Just finished watching Kingsman : The Secret Service. It was okay.
Pretty standard action movie, really, with some interesting details in the styling. The whole Kingsman operation is like you combined the Roger Moore version of James Bond with the aesthetic cool of John Steed from the Avengers (the non Marvel one). Very proper British gentlemen (and ladies) in impeccable bespoke clothing and with the cool and easy manner of the truly civilized kicking ass like motherfuckers while retaining their aplomb.
It is harder to imagine, at least in the North American mind. a better symbol of civilization fighting the forces of barbarity and savagery than that.
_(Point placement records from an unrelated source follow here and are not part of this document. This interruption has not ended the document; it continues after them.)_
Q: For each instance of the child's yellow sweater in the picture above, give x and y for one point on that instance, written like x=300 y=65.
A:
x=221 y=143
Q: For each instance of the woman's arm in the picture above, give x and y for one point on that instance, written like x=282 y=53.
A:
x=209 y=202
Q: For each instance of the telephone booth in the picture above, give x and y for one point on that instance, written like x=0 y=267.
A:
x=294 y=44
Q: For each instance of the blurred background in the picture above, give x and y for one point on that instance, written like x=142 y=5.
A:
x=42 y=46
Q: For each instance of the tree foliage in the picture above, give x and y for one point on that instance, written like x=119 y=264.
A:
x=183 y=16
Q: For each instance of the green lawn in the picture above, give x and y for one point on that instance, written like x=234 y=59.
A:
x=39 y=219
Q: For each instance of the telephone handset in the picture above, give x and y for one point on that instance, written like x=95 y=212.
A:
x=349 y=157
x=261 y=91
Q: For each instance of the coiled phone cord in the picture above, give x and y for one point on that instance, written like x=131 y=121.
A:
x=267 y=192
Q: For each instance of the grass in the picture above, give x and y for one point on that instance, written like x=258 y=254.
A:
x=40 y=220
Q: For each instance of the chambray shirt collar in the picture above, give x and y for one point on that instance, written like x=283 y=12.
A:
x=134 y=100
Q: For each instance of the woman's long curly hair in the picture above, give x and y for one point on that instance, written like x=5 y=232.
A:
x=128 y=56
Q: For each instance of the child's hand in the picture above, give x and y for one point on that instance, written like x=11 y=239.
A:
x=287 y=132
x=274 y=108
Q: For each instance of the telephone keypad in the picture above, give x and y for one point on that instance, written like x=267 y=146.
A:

It’s the story of a rough kid from the wrong side of the tracks who calls in a favour owed his dead father in order to get out of a spot of legal trouble, and ends up being recruited into the Kingsmen, an independent spy group that does James Bond type stuff without being attached (or accountable) to any government.
The villain is Samuel L “Motherfucking” Jackson. He plays a tech billionaire who is so concerned about global warming that he plans to kill most of the human race in order to stop it. He plans to do so by offering the whole world free cell phone service via these free SIM cards and then using said SIM cards to put out a pulse that drives people into a total homicidal rage.
So, standard supervillain stuff. It was never really about the environment. Sam Jackson just wanted an excuse to kill everyone but him and his rich and powerful friends. The movie never says who was going to do all the work once most of the human race is killed, or where these elites thought their food, clothing, gasoline, jet fuel, wine, and everything else they expect out of life was supposed to come from.
Makes me want to write a story to that effect. Have a bunch of elites “go Galt” and then have to deal with issues like the sudden radical inflation of the value of labour (what servants they brought with them would suddenly find themselves with a truly staggering amount of bargaining power) and the fact that everything they consume comes from a vast civilization that is interconnected on every level and therefore kind of hard to pack into your rocket ship or whatever.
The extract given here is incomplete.